5ヵ年にわたる研究の最終年度となる2019年度の成果は以下のとおりである。
1)前年度に作成したワーク・シートをキャリア教育場面において試行したところ,多くの参加者において自己効力に変化がみられた。自己効力の上昇がみられた者が多かった一方で,キャリア教育による介入の前後で変化のない者や,自己効力が下がった者もみられた。これら数値による変化と自由記述内容等を分析して,ツールの効果と改善点について整理した。成果については来年度以降の学会等にて発表する予定である。今回の結果を踏まえるならば,自己効力の値を上昇させるのではなく,「現実の能力をわずかに上回る楽観的な認知」へと近づけていくための介入方法について検討をしていくことが大切といえる。 2)ライフキャリアを視点においた将来設計について,とくに時間の使い方に着目して,簡易なワーク・シートを作成して試行を行った。

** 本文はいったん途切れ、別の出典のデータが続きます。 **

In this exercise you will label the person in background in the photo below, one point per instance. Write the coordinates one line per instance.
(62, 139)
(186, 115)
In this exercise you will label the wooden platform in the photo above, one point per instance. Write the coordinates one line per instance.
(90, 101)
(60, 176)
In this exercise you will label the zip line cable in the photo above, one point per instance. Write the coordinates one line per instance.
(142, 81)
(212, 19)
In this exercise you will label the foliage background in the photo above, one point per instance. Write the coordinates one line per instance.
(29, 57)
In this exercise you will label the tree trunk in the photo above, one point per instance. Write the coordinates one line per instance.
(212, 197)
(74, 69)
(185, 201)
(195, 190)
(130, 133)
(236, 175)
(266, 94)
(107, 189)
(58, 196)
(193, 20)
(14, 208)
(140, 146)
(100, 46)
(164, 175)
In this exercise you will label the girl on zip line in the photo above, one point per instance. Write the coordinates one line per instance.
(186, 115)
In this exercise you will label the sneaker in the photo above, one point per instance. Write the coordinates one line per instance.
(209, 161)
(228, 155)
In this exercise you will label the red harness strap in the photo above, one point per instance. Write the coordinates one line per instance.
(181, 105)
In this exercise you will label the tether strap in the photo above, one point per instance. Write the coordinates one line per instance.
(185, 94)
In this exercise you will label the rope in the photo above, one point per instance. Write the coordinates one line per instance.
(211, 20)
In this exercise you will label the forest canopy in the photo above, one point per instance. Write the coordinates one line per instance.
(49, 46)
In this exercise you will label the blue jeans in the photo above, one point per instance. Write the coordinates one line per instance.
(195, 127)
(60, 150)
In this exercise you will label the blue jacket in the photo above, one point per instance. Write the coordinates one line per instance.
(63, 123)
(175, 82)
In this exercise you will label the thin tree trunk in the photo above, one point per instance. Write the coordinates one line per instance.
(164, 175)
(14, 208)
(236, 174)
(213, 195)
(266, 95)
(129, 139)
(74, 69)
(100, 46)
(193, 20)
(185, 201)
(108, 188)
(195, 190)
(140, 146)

自身の結果と他者の結果を比較したり,その背景にある価値観や態度について考えるディスカッションを行うなど,多様な使用方法と実施にあたっての問題点について検討した。今後は,ワーク・シートを作成して自身の将来を可視化するだけでなく,異なる視点や態度をもつ者との相互作用による気付きを促進させる経験機会となるよう工夫をしていく必要がある。
以上,最終年度はワーク・シートの試行を行い,実施にあたっての課題について整理した。キャリア教育場面において導入するために,今後はさらにインストラクションや補助資料,事例集などを充実させていく予定である。